Wil:
I clearly do believe that EAFE & EM will outperform the US market in the next 5-10 years. I think relative valuations justify this and I'm willing to live with the increased volatility. I do not believe that the tax environment in the US will fundamentally change to make up for the differences in valuation.
I'm personally very willing to adjust my portfolio allocations to take advantage of macro level trends. For example, in early 2015 I intentionally added an allocation to Energy after it cratered.
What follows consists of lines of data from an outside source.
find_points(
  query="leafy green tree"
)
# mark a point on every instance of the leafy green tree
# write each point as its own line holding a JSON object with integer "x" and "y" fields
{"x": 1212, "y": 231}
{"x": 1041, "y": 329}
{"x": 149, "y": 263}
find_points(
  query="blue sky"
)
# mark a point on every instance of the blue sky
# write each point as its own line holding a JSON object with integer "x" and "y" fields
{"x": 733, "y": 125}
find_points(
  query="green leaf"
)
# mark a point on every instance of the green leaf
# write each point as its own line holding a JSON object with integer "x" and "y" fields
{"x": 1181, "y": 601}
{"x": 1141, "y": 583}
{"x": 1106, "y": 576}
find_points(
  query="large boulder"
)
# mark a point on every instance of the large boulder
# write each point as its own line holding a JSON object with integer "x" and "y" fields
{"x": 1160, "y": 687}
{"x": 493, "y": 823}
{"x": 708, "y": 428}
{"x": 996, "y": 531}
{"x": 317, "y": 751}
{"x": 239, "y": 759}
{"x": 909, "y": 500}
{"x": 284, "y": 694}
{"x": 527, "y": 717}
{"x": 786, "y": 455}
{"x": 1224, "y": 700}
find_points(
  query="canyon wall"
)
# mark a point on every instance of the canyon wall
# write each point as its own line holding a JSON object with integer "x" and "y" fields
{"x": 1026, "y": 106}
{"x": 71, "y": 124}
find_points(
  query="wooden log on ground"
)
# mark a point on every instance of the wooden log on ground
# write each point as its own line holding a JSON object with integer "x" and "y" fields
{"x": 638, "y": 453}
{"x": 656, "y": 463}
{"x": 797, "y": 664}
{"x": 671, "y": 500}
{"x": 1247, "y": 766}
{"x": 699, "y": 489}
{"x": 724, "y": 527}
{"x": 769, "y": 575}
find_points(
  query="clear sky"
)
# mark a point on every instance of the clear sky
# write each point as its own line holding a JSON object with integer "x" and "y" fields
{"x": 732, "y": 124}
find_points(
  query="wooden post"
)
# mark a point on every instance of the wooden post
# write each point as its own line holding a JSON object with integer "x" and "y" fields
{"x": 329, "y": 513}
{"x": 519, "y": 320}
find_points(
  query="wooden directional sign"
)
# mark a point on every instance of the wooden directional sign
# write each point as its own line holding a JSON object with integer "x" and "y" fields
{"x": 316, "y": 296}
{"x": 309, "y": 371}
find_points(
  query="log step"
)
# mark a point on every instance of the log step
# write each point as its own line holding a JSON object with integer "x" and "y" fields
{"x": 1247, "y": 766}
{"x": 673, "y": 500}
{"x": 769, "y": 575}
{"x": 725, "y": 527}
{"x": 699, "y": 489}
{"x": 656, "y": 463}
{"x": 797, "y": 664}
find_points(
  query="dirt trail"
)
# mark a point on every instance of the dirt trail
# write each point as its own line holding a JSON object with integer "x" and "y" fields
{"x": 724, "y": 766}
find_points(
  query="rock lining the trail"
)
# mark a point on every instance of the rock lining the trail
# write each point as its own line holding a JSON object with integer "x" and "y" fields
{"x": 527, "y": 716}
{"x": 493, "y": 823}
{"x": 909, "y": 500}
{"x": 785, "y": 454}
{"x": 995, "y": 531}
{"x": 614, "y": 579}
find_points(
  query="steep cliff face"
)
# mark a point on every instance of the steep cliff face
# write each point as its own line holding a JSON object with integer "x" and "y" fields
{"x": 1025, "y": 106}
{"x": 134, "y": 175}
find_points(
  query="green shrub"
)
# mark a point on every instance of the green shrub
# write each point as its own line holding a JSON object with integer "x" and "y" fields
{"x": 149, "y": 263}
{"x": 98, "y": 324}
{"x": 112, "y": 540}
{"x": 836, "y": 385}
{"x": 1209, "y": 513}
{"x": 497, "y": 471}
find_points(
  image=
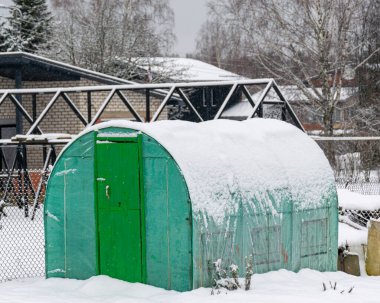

In that case, when I rebalanced early this year, I took the 25% gain off the table and basically eliminated that 'extra' allocation, falling back to just a normal allocation to energy in my normal equity index allocation.
*shrug* If I'm wrong, you can laugh at me for gambling.
To the discussion about returns of asset classes...some examples of long term projected return thinking are here:
https://www.bogleheads.org/wiki/Hist...pected_returns
You can also google 'expected returns by asset class' and get a ton of white papers put out by different companies...Vanguard, Blackrock, JP Morgan, etc. providing their view on asset classes. These are updated, so you can find very current thoughts. Obviously, these are somewhat throwing darts, but there's a reason there's a lot of general consensus....because we have alot of historical data on asset classes (return & volatility) to look at.
Also, if you aren't familiar with it, I love the periodic table of investing. Several folks put these out with different asset classes broken out. They are pretty interesting to illustrate the advantages of diversification.
Last edited by jalexand42; 02-15-2017 at 03:50 PM.